| As I stepped off the plane earlier this week with the new Mosaic Fellow, Meghan Hussey, I noticed a difference in the air right away. A cool dry breeze was blowing, which was an added welcome to the ever present heartfelt karibu (welcome) seen in the faces of Tanzanian people and heard in their words.
I am here for just two weeks because the commitment of the longer stays over a three year period that Rich and I had with Mosaic have reached their end. Needless to say, I’m savoring every minute here. Since this post is in September, you may wonder why I’m calling it springtime. Because Tanzania is south of the equator, the seasons are reversed. So while you may be enjoying fall foliage, spring has spring here in Moshi! For me, springtime in Tanzania is offering some new discoveries such as local people wearing heavier clothing, different flowering plants and trees just budding out, fewer insects, new planting season underway, and generally more energy among people without the severe heat.
Having Meghan here provides me with observations through a new set of eyes. She has traveled extensively, so she is sharing information of cultural similarities that she has already noticed between Tanzania and other countries where she has spent time. Elin, the Fellow who is finishing her time with BCC has her own perspective after being in Tanzania even longer than her one year.
As with the seasons, changes are taking place within Building a Caring Community (BCC), the program in which Mosaic facilitated the start-up and continues to support. There are two additional staff, Rose and Naomi, who as field workers, are providing direct support to micro-credit loan recipients with the goal of ensuring success with their business plans.

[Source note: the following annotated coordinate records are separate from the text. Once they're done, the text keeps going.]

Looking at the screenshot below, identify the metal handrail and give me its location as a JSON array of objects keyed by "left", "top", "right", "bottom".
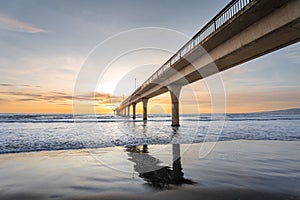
[{"left": 121, "top": 0, "right": 254, "bottom": 107}]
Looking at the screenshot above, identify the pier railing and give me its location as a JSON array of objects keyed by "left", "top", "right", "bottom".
[{"left": 124, "top": 0, "right": 254, "bottom": 106}]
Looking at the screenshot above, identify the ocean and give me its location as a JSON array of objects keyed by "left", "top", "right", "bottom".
[
  {"left": 0, "top": 109, "right": 300, "bottom": 154},
  {"left": 0, "top": 109, "right": 300, "bottom": 200}
]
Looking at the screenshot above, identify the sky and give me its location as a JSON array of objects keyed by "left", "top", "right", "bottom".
[{"left": 0, "top": 0, "right": 300, "bottom": 113}]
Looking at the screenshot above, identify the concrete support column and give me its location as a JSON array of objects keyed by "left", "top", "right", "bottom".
[
  {"left": 172, "top": 144, "right": 183, "bottom": 182},
  {"left": 132, "top": 103, "right": 136, "bottom": 119},
  {"left": 168, "top": 85, "right": 182, "bottom": 126},
  {"left": 142, "top": 99, "right": 148, "bottom": 120},
  {"left": 127, "top": 105, "right": 130, "bottom": 116}
]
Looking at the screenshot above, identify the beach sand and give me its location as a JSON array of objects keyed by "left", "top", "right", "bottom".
[{"left": 0, "top": 140, "right": 300, "bottom": 200}]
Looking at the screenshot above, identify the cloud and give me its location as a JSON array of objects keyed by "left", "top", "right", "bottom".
[
  {"left": 0, "top": 14, "right": 45, "bottom": 33},
  {"left": 0, "top": 83, "right": 41, "bottom": 88},
  {"left": 0, "top": 84, "right": 123, "bottom": 105}
]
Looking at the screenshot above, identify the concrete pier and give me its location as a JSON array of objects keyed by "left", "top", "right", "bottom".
[
  {"left": 132, "top": 103, "right": 136, "bottom": 119},
  {"left": 168, "top": 85, "right": 182, "bottom": 126},
  {"left": 127, "top": 105, "right": 130, "bottom": 117},
  {"left": 113, "top": 0, "right": 300, "bottom": 127},
  {"left": 142, "top": 99, "right": 148, "bottom": 120}
]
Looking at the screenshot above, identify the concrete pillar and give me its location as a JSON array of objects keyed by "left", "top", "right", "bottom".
[
  {"left": 132, "top": 103, "right": 136, "bottom": 119},
  {"left": 172, "top": 144, "right": 183, "bottom": 183},
  {"left": 142, "top": 99, "right": 148, "bottom": 120},
  {"left": 168, "top": 85, "right": 182, "bottom": 126}
]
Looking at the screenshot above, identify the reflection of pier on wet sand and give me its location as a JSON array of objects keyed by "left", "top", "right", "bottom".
[{"left": 126, "top": 144, "right": 194, "bottom": 189}]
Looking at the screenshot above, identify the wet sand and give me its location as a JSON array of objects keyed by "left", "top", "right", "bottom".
[{"left": 0, "top": 140, "right": 300, "bottom": 199}]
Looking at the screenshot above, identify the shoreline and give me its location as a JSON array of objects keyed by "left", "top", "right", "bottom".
[
  {"left": 0, "top": 139, "right": 300, "bottom": 157},
  {"left": 0, "top": 140, "right": 300, "bottom": 199}
]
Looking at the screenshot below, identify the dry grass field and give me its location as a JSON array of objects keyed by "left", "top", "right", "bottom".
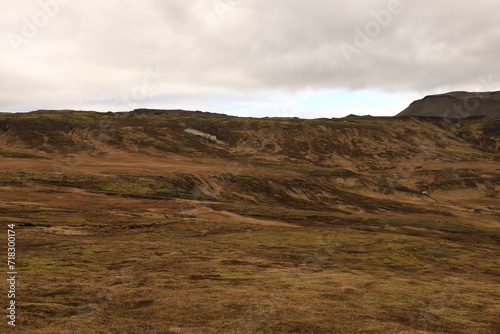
[{"left": 0, "top": 110, "right": 500, "bottom": 334}]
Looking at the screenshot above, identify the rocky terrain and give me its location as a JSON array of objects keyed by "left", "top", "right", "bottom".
[
  {"left": 0, "top": 103, "right": 500, "bottom": 333},
  {"left": 398, "top": 92, "right": 500, "bottom": 119}
]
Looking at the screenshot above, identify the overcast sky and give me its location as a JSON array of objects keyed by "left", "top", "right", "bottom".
[{"left": 0, "top": 0, "right": 500, "bottom": 118}]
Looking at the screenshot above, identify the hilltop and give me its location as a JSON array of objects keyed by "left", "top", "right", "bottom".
[
  {"left": 0, "top": 107, "right": 500, "bottom": 334},
  {"left": 398, "top": 92, "right": 500, "bottom": 119}
]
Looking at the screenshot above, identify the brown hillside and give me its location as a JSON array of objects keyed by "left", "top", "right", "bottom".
[
  {"left": 398, "top": 92, "right": 500, "bottom": 119},
  {"left": 0, "top": 108, "right": 500, "bottom": 334}
]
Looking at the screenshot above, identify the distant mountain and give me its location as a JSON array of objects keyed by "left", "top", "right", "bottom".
[{"left": 397, "top": 91, "right": 500, "bottom": 119}]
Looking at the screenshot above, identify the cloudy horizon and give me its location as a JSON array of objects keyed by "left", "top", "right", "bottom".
[{"left": 0, "top": 0, "right": 500, "bottom": 118}]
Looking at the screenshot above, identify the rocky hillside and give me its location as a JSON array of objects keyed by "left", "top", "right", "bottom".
[
  {"left": 398, "top": 92, "right": 500, "bottom": 119},
  {"left": 0, "top": 110, "right": 500, "bottom": 334},
  {"left": 0, "top": 110, "right": 500, "bottom": 220}
]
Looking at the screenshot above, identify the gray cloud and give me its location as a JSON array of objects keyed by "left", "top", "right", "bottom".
[{"left": 0, "top": 0, "right": 500, "bottom": 110}]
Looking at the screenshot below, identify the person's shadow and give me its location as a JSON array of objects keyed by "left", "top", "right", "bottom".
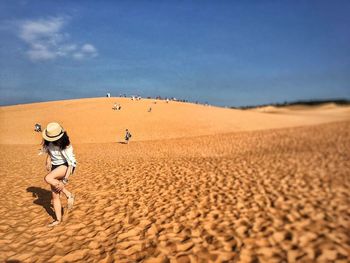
[{"left": 27, "top": 186, "right": 56, "bottom": 219}]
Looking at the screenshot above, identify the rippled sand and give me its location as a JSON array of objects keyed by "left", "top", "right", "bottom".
[{"left": 0, "top": 99, "right": 350, "bottom": 262}]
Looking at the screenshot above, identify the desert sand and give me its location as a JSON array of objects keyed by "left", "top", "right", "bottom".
[{"left": 0, "top": 98, "right": 350, "bottom": 262}]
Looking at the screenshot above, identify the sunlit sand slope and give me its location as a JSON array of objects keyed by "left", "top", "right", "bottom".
[
  {"left": 0, "top": 122, "right": 350, "bottom": 262},
  {"left": 0, "top": 98, "right": 350, "bottom": 144}
]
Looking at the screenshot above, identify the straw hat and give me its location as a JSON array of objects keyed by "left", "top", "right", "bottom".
[{"left": 42, "top": 122, "right": 64, "bottom": 142}]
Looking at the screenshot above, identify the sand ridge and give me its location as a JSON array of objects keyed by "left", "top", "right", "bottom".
[
  {"left": 0, "top": 98, "right": 350, "bottom": 144},
  {"left": 0, "top": 122, "right": 350, "bottom": 262}
]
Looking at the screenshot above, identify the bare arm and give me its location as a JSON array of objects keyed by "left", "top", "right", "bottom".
[
  {"left": 63, "top": 165, "right": 73, "bottom": 184},
  {"left": 46, "top": 154, "right": 51, "bottom": 171}
]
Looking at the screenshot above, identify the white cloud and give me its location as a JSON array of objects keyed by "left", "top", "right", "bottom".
[
  {"left": 81, "top": 44, "right": 96, "bottom": 53},
  {"left": 18, "top": 17, "right": 98, "bottom": 61},
  {"left": 73, "top": 44, "right": 98, "bottom": 59}
]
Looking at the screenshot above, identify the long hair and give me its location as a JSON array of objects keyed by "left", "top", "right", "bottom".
[{"left": 43, "top": 132, "right": 70, "bottom": 151}]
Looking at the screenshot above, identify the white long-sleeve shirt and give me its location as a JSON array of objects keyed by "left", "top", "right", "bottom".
[{"left": 46, "top": 143, "right": 77, "bottom": 167}]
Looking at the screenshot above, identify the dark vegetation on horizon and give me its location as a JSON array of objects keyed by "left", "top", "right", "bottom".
[{"left": 230, "top": 99, "right": 350, "bottom": 110}]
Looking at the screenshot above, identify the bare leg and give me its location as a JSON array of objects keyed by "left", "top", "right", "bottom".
[
  {"left": 45, "top": 165, "right": 71, "bottom": 221},
  {"left": 51, "top": 186, "right": 62, "bottom": 222}
]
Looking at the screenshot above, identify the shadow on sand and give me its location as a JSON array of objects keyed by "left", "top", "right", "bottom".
[{"left": 27, "top": 186, "right": 56, "bottom": 222}]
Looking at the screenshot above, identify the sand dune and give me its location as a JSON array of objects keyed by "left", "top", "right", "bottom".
[
  {"left": 0, "top": 98, "right": 350, "bottom": 262},
  {"left": 0, "top": 98, "right": 350, "bottom": 144}
]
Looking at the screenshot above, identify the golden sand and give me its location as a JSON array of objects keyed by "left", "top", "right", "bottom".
[{"left": 0, "top": 98, "right": 350, "bottom": 262}]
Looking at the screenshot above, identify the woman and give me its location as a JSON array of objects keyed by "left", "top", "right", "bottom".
[{"left": 42, "top": 122, "right": 77, "bottom": 227}]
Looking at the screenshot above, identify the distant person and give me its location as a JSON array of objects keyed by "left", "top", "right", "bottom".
[
  {"left": 125, "top": 129, "right": 131, "bottom": 144},
  {"left": 42, "top": 122, "right": 77, "bottom": 227},
  {"left": 34, "top": 123, "right": 41, "bottom": 132}
]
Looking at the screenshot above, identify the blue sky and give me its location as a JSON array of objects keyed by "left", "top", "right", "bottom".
[{"left": 0, "top": 0, "right": 350, "bottom": 106}]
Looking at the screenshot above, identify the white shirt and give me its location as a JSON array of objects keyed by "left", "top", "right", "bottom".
[{"left": 46, "top": 143, "right": 77, "bottom": 167}]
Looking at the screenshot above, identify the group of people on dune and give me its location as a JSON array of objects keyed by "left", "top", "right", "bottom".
[{"left": 40, "top": 122, "right": 131, "bottom": 227}]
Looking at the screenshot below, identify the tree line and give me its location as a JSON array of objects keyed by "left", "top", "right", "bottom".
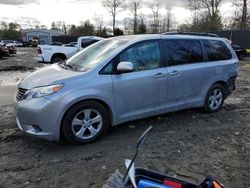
[{"left": 0, "top": 0, "right": 250, "bottom": 38}]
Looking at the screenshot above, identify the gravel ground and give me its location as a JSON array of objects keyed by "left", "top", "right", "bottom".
[{"left": 0, "top": 48, "right": 250, "bottom": 188}]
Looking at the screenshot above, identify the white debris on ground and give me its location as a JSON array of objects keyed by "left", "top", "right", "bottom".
[{"left": 0, "top": 71, "right": 31, "bottom": 86}]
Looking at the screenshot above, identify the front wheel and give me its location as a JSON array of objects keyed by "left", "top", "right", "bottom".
[
  {"left": 204, "top": 84, "right": 225, "bottom": 112},
  {"left": 62, "top": 101, "right": 109, "bottom": 144}
]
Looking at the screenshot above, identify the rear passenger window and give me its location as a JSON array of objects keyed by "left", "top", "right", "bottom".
[
  {"left": 119, "top": 41, "right": 161, "bottom": 71},
  {"left": 203, "top": 40, "right": 232, "bottom": 61},
  {"left": 165, "top": 39, "right": 203, "bottom": 66}
]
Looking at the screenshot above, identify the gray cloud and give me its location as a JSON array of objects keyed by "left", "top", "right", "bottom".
[{"left": 0, "top": 0, "right": 38, "bottom": 5}]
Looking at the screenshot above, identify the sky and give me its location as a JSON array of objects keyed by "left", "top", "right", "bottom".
[{"left": 0, "top": 0, "right": 233, "bottom": 28}]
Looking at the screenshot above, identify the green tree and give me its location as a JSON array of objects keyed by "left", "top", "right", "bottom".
[{"left": 137, "top": 17, "right": 147, "bottom": 34}]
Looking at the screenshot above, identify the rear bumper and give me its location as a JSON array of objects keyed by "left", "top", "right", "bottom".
[{"left": 14, "top": 97, "right": 63, "bottom": 141}]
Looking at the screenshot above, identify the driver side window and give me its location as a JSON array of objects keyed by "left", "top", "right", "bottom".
[{"left": 119, "top": 41, "right": 161, "bottom": 72}]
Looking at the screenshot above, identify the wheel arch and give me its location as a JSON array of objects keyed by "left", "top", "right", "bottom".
[{"left": 210, "top": 80, "right": 229, "bottom": 97}]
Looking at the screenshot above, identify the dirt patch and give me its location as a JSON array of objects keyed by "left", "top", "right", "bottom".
[
  {"left": 0, "top": 57, "right": 250, "bottom": 188},
  {"left": 0, "top": 47, "right": 43, "bottom": 71}
]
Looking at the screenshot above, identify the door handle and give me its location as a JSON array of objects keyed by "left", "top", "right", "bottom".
[
  {"left": 170, "top": 70, "right": 180, "bottom": 76},
  {"left": 155, "top": 72, "right": 166, "bottom": 78}
]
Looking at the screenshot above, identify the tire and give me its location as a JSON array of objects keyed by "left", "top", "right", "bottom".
[
  {"left": 239, "top": 53, "right": 245, "bottom": 60},
  {"left": 62, "top": 101, "right": 109, "bottom": 144},
  {"left": 204, "top": 84, "right": 225, "bottom": 113},
  {"left": 51, "top": 55, "right": 65, "bottom": 63}
]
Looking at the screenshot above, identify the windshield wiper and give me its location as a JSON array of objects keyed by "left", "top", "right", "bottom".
[{"left": 60, "top": 61, "right": 75, "bottom": 70}]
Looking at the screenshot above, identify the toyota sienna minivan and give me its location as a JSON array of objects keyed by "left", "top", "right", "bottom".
[{"left": 14, "top": 33, "right": 238, "bottom": 144}]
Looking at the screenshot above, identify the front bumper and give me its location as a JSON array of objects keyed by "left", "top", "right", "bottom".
[{"left": 14, "top": 97, "right": 63, "bottom": 141}]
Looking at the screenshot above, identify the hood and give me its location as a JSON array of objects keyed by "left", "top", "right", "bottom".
[{"left": 18, "top": 64, "right": 81, "bottom": 89}]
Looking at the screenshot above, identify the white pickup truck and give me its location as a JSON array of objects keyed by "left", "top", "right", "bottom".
[{"left": 35, "top": 36, "right": 104, "bottom": 63}]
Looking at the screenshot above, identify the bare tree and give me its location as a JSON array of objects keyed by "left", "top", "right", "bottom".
[
  {"left": 103, "top": 0, "right": 125, "bottom": 33},
  {"left": 188, "top": 0, "right": 224, "bottom": 32},
  {"left": 201, "top": 0, "right": 223, "bottom": 18},
  {"left": 162, "top": 5, "right": 173, "bottom": 32},
  {"left": 127, "top": 0, "right": 142, "bottom": 34}
]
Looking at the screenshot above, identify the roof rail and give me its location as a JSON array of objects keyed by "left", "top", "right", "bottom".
[{"left": 162, "top": 32, "right": 219, "bottom": 37}]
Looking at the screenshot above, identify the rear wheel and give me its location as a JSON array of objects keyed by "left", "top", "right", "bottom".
[
  {"left": 62, "top": 101, "right": 109, "bottom": 144},
  {"left": 204, "top": 84, "right": 225, "bottom": 112}
]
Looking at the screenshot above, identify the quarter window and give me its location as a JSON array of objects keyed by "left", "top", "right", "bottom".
[
  {"left": 203, "top": 40, "right": 232, "bottom": 61},
  {"left": 164, "top": 39, "right": 203, "bottom": 66},
  {"left": 119, "top": 41, "right": 161, "bottom": 71}
]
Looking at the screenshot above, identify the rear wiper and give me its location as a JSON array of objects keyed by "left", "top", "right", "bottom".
[{"left": 59, "top": 61, "right": 74, "bottom": 70}]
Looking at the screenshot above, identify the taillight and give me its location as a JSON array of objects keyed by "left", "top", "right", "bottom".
[{"left": 37, "top": 47, "right": 42, "bottom": 54}]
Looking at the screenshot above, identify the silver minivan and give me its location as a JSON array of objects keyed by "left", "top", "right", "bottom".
[{"left": 14, "top": 34, "right": 238, "bottom": 144}]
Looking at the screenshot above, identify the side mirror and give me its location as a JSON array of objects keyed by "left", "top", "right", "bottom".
[{"left": 116, "top": 61, "right": 134, "bottom": 73}]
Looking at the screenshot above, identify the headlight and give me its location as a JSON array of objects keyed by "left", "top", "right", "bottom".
[{"left": 26, "top": 84, "right": 63, "bottom": 99}]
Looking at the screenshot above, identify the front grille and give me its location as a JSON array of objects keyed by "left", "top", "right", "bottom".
[{"left": 16, "top": 88, "right": 28, "bottom": 101}]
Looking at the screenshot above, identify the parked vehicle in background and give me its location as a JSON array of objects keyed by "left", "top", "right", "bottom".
[
  {"left": 35, "top": 36, "right": 103, "bottom": 63},
  {"left": 49, "top": 42, "right": 63, "bottom": 46},
  {"left": 0, "top": 40, "right": 23, "bottom": 47},
  {"left": 232, "top": 44, "right": 247, "bottom": 60},
  {"left": 6, "top": 44, "right": 17, "bottom": 54},
  {"left": 0, "top": 45, "right": 10, "bottom": 58},
  {"left": 63, "top": 42, "right": 77, "bottom": 47},
  {"left": 14, "top": 34, "right": 238, "bottom": 143}
]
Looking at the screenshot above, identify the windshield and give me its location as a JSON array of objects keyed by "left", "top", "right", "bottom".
[{"left": 66, "top": 40, "right": 128, "bottom": 72}]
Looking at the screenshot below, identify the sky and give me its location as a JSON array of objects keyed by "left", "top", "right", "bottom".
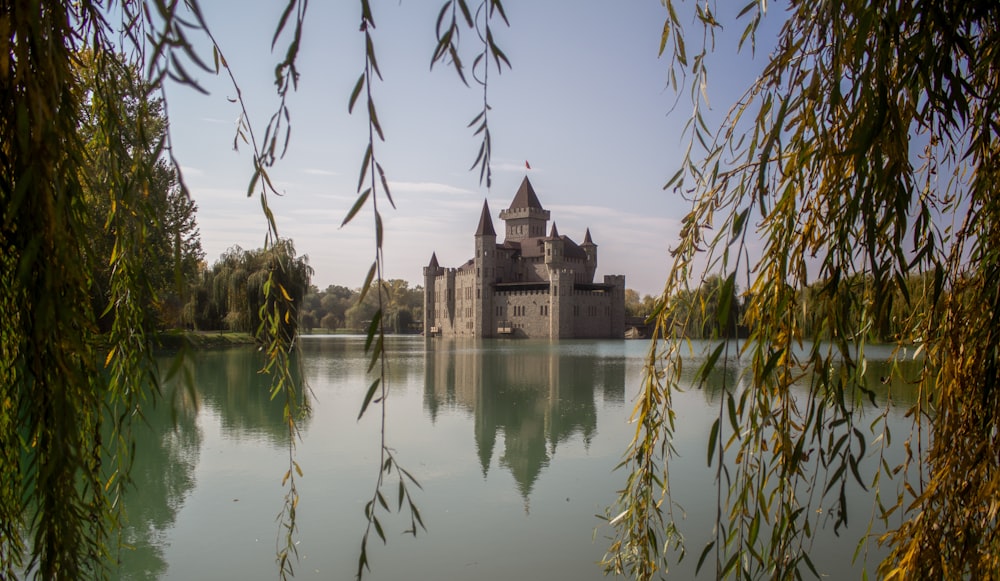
[{"left": 166, "top": 0, "right": 766, "bottom": 295}]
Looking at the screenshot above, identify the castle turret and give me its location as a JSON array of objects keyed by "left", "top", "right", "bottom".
[
  {"left": 544, "top": 222, "right": 566, "bottom": 273},
  {"left": 580, "top": 228, "right": 597, "bottom": 282},
  {"left": 472, "top": 200, "right": 497, "bottom": 337},
  {"left": 424, "top": 252, "right": 441, "bottom": 337},
  {"left": 500, "top": 177, "right": 549, "bottom": 241}
]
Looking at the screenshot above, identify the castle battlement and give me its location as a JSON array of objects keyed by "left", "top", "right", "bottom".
[{"left": 424, "top": 178, "right": 625, "bottom": 339}]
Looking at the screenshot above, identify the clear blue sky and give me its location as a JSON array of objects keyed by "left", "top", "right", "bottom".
[{"left": 167, "top": 0, "right": 779, "bottom": 294}]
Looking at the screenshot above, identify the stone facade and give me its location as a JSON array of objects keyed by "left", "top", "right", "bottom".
[{"left": 424, "top": 178, "right": 625, "bottom": 339}]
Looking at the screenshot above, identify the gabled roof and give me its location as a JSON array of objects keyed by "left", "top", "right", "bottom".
[
  {"left": 507, "top": 176, "right": 544, "bottom": 210},
  {"left": 476, "top": 200, "right": 497, "bottom": 236}
]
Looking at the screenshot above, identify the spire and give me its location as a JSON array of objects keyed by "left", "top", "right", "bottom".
[
  {"left": 476, "top": 200, "right": 497, "bottom": 236},
  {"left": 508, "top": 176, "right": 543, "bottom": 210}
]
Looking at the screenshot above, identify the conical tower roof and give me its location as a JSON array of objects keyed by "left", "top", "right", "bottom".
[
  {"left": 476, "top": 200, "right": 497, "bottom": 236},
  {"left": 508, "top": 176, "right": 544, "bottom": 210}
]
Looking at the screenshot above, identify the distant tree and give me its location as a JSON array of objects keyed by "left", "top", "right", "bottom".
[{"left": 606, "top": 0, "right": 1000, "bottom": 579}]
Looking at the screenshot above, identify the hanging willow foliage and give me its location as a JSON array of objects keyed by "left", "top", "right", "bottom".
[
  {"left": 0, "top": 0, "right": 306, "bottom": 579},
  {"left": 605, "top": 0, "right": 1000, "bottom": 579}
]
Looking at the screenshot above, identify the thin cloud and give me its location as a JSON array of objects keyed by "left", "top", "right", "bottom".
[
  {"left": 490, "top": 161, "right": 541, "bottom": 173},
  {"left": 389, "top": 181, "right": 473, "bottom": 194}
]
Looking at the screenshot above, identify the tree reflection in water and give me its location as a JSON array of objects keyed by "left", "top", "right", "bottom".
[{"left": 424, "top": 339, "right": 625, "bottom": 511}]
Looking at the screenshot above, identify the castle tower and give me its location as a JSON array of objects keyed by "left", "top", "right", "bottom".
[
  {"left": 580, "top": 228, "right": 597, "bottom": 282},
  {"left": 500, "top": 176, "right": 549, "bottom": 241},
  {"left": 545, "top": 222, "right": 566, "bottom": 268},
  {"left": 472, "top": 200, "right": 497, "bottom": 337},
  {"left": 424, "top": 252, "right": 441, "bottom": 337}
]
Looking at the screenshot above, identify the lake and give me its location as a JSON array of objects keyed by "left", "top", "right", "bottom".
[{"left": 118, "top": 336, "right": 909, "bottom": 581}]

In the picture below are Naomi & Rose with Johnson, who supervises finances and oversees their work.
By last fall (in TZ) the ProMot Health program had been operating for one year. A review of it showed many successes, but changes in the delivery of services have resulted in easier access to the medical screenings and care. I visited St. Joseph Hospital to observe a few screenings, visit with the children and their parents, and meet the hospital staff who were involved. The environment was calm and organized and the staff were caring and respectful. Children and parents from one of the eleven BCC day centers were present, having had been transported by BCC staff.
Mama Dixon with her son.
Meghan, Lilian, Salma and her mother.
This is becoming lengthy, so more news about Moshi and BCC will be forthcoming. Our Fellow, Elin who will be leaving BCC in a week, will be writing about how she is leaving a piece of herself here and also taking a piece of Tanzania with her. Meghan will be writing an introduction about herself and her early thoughts about being in Tanzania.